Il ne faut pas oublier d’autre part que Game of Thrones est une série HBO. HBO qui a, dès 1997 et la série carcérale hardcore (et magistrale) Oz, affirmé une volonté de remodeler à sa façon le paysage des séries télé. Depuis, des shows comme Rome, Deadwood ou Les Soprano ont entériné la patte HBO. Un network qui laisse les coudées franches à ses showrunners, ralliant ainsi à sa cause des créateurs inspirés par une liberté de ton pour le moins exceptionnelle. Bien sûr, entre temps, d’autres chaines ont suivi l’exemple, en mettant à l’antenne des séries sans concession, loin du conformisme d’un certain cinéma trop mainstream.
Le truc qui fait que l’on souligne cette propension à n’épargner personne dans Game of Thrones est alors surtout dû au fait que cette série a atteint un niveau de popularité, boostée par les réseaux sociaux, supérieur aux autres séries mentionnées. Au fond, le fait de voir mourir des personnages principaux, et ce de façon régulière dans Game of Thrones, n’est pas si exceptionnel que cela, et encore une fois ce n’est jamais gratuit.
La quatrième saison marque une étape. Le décors est bien planté, les personnages connus et les enjeux aussi. Les nouveaux personnages sont plus rares, par rapport aux précédents chapitres, le principal étant Oberyn Martell, alias la Vipère Rouge (impérial Pedro Pascal), héros de l’un des épisodes les plus marquants de cette saison. La menace de l’hiver (Winter is Coming) resserre sont étreinte sur les personnages qui continuent leur valse sanglante dans cet imbroglio de complots pour le pouvoir.
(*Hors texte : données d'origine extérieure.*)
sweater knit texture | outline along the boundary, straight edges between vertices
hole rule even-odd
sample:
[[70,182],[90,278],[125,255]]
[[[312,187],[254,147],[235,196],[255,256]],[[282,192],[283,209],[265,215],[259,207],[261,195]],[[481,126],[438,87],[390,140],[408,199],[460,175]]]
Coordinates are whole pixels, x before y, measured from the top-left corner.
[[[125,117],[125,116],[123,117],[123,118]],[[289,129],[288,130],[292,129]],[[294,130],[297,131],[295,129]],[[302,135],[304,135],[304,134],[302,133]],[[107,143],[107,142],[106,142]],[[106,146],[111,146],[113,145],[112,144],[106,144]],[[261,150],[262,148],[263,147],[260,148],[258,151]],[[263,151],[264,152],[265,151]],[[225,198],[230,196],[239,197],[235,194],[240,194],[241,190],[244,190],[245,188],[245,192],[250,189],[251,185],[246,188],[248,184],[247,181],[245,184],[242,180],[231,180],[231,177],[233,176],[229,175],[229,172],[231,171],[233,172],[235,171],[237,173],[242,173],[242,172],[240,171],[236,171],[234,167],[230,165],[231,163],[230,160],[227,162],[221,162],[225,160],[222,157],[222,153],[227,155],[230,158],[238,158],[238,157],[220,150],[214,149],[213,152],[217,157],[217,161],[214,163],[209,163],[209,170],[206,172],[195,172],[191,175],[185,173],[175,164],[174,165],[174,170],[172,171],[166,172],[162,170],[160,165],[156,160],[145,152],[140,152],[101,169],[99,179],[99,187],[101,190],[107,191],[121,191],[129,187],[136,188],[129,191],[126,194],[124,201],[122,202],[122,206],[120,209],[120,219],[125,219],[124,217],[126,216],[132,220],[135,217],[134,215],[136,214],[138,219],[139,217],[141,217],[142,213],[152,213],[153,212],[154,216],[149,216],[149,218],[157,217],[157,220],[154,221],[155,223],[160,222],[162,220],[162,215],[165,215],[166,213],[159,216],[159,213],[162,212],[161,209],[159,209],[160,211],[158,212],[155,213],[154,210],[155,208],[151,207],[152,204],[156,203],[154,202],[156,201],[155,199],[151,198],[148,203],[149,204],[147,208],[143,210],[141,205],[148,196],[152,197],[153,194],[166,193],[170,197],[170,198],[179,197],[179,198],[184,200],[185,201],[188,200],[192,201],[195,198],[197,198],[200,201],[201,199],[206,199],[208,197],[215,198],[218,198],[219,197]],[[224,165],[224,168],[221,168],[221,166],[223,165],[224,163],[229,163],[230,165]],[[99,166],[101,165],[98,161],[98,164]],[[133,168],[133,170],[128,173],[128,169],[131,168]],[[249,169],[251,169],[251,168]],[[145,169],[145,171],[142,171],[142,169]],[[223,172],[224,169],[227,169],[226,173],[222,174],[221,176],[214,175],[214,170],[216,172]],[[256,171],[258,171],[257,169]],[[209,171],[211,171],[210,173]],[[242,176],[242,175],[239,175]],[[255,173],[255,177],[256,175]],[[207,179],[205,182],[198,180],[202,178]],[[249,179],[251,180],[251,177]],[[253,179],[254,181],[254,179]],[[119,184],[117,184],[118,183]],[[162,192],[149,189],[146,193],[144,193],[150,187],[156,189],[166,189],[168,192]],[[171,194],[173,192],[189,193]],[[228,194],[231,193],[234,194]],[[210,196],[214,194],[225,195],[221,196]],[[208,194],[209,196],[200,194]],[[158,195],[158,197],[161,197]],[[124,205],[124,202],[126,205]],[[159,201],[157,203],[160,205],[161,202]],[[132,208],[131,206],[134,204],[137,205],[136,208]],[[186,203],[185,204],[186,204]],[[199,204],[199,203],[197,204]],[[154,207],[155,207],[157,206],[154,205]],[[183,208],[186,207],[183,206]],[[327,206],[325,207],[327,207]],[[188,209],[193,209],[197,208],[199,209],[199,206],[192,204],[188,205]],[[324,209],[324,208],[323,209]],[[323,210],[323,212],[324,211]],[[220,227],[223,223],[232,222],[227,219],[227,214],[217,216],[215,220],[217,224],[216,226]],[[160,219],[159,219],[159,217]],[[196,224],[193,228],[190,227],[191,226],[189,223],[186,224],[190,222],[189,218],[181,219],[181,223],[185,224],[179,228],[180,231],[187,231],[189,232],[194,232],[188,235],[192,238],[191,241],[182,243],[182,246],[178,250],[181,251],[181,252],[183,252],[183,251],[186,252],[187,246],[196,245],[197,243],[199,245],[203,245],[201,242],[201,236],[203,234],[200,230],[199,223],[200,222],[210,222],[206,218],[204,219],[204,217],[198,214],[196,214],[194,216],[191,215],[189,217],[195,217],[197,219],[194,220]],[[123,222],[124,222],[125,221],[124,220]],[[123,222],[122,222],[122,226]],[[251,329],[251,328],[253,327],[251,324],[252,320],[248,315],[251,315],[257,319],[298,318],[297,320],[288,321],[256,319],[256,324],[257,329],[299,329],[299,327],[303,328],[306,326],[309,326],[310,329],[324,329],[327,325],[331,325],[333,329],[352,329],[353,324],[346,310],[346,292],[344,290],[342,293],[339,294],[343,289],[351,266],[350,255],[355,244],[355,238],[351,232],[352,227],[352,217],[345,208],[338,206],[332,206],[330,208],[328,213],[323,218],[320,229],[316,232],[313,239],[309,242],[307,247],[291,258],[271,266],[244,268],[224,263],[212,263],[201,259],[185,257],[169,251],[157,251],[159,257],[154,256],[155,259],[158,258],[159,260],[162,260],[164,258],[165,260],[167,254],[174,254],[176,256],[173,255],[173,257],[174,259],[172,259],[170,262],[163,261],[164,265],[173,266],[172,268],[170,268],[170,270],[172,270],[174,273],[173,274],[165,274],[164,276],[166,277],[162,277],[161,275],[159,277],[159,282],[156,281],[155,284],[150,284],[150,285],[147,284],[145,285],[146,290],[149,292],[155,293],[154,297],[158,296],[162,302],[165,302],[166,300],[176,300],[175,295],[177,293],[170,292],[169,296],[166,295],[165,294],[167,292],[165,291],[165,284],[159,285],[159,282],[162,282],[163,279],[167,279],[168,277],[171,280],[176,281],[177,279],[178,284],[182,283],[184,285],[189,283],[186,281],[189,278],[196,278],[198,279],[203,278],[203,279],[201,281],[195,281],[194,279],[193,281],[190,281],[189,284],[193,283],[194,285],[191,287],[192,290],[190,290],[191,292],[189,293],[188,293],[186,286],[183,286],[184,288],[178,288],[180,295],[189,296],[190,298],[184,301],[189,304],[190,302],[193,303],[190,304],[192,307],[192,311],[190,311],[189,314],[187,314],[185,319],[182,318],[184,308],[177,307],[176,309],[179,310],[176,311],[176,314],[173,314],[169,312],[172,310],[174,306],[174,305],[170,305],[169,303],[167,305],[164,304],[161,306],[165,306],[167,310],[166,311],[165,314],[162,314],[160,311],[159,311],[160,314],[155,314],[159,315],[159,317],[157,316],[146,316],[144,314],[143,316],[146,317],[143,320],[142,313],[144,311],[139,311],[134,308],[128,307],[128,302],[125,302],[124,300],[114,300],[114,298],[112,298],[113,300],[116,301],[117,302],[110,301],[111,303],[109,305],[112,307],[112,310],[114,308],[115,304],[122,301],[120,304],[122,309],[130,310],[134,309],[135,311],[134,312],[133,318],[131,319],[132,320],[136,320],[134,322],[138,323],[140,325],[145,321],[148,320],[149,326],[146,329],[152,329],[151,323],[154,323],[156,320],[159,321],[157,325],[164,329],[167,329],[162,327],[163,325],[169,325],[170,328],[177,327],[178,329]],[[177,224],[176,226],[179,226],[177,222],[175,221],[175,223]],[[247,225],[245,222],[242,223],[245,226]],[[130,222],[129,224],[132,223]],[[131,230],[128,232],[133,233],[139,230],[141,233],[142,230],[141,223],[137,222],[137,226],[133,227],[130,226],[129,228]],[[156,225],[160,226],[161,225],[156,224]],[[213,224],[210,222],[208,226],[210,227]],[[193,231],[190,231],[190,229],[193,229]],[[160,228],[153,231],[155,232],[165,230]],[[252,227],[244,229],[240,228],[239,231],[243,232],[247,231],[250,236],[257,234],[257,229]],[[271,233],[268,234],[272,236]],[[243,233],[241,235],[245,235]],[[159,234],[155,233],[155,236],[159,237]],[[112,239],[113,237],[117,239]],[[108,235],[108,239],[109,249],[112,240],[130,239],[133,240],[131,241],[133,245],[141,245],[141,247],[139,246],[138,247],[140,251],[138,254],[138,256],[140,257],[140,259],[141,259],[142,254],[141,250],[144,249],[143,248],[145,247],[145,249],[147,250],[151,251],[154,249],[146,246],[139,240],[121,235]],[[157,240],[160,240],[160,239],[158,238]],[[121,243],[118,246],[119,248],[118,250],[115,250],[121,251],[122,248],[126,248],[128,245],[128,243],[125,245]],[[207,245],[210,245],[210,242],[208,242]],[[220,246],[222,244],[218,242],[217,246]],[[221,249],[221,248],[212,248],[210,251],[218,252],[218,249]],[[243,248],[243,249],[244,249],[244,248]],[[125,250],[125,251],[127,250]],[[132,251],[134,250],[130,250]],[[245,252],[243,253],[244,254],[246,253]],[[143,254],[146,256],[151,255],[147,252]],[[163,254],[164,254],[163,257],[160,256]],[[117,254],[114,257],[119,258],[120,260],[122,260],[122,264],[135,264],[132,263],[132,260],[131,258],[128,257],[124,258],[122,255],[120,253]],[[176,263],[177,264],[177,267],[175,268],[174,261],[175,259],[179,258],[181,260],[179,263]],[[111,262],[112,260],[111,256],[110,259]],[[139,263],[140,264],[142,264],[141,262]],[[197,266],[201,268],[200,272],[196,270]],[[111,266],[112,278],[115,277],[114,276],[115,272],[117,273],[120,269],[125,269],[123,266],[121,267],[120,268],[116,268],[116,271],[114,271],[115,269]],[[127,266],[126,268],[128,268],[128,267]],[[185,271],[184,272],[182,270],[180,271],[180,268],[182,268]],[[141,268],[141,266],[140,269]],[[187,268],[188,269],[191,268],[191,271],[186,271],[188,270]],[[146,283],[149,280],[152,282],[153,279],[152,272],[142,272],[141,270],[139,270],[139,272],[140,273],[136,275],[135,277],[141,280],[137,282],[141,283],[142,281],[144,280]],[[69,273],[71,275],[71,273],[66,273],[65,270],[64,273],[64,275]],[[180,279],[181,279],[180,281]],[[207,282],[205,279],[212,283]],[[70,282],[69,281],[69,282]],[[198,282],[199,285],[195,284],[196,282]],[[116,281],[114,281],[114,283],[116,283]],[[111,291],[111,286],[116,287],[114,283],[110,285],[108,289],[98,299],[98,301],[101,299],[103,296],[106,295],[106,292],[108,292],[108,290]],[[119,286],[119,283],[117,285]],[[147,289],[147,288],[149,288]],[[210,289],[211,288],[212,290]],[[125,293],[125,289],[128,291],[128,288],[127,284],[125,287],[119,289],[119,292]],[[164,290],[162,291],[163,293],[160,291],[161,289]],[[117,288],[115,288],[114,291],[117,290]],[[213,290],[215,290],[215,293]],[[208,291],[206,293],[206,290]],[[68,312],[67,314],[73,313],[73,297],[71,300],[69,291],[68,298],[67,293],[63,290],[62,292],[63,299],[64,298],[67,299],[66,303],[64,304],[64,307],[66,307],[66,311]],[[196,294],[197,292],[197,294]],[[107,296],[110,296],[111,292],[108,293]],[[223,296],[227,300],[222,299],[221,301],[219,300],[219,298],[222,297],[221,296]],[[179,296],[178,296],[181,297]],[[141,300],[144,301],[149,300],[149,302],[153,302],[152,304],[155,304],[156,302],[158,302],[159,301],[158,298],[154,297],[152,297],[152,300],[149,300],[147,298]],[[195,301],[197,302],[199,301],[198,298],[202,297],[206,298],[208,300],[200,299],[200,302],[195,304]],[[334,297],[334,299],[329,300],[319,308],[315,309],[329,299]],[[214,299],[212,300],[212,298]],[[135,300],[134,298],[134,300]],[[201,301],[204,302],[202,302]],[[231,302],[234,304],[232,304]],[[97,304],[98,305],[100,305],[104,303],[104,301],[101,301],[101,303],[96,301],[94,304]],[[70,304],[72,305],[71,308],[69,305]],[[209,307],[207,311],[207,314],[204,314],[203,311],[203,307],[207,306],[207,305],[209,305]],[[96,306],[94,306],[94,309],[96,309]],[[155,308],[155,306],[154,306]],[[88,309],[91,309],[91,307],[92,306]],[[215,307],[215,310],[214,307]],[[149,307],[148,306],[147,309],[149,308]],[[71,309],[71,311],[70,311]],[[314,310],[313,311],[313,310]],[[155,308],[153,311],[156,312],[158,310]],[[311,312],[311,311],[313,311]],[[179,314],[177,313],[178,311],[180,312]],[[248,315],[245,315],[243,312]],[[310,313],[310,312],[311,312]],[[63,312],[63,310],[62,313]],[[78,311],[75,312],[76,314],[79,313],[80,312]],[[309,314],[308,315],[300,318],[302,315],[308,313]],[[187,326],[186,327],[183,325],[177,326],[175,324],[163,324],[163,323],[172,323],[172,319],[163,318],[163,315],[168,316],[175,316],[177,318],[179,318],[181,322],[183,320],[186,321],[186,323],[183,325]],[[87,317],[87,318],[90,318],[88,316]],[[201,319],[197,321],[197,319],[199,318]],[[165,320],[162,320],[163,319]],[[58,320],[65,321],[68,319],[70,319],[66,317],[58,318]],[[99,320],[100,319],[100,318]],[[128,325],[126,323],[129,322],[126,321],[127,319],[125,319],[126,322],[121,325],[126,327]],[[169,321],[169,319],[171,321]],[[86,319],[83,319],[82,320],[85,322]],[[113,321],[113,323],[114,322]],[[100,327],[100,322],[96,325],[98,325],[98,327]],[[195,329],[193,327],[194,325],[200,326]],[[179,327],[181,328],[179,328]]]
On arrive également ici à la frontière qui sépare les livres de la série. Alors qu’au début chaque saison correspondait plus ou moins à un tome, maintenant, les choses se compliquent. La quatrième saison laissent entrevoir des éléments inconnus des lecteurs (un en particulier). Elle surprend tout le monde, y compris en s’éloignant, via de petits détails, de la trame littéraire. Toujours sous le regard bienveillant de George R.R. Martin.
Les showrunners ont annoncé qu’il restait trois saisons avant la fin. Martin doit encore écrire deux livres. Sept saisons pour sept romans, pour sept couronnes. En toute logique, la rythmique se fait plus pressante et là aussi les surprises sont au rendez-vous.
Les précédents actes suivaient la même structure en orchestrant une montée en puissance qui explosait lors d’un neuvième épisode en forme d’énorme climax, avant de revenir au calme au moment de la « season finale ». La quatrième saison chamboule les codes. Dès le début, la machine monte dans les tours. Ces dix nouveaux épisodes s’apparentent à une gigantesque montagne russe.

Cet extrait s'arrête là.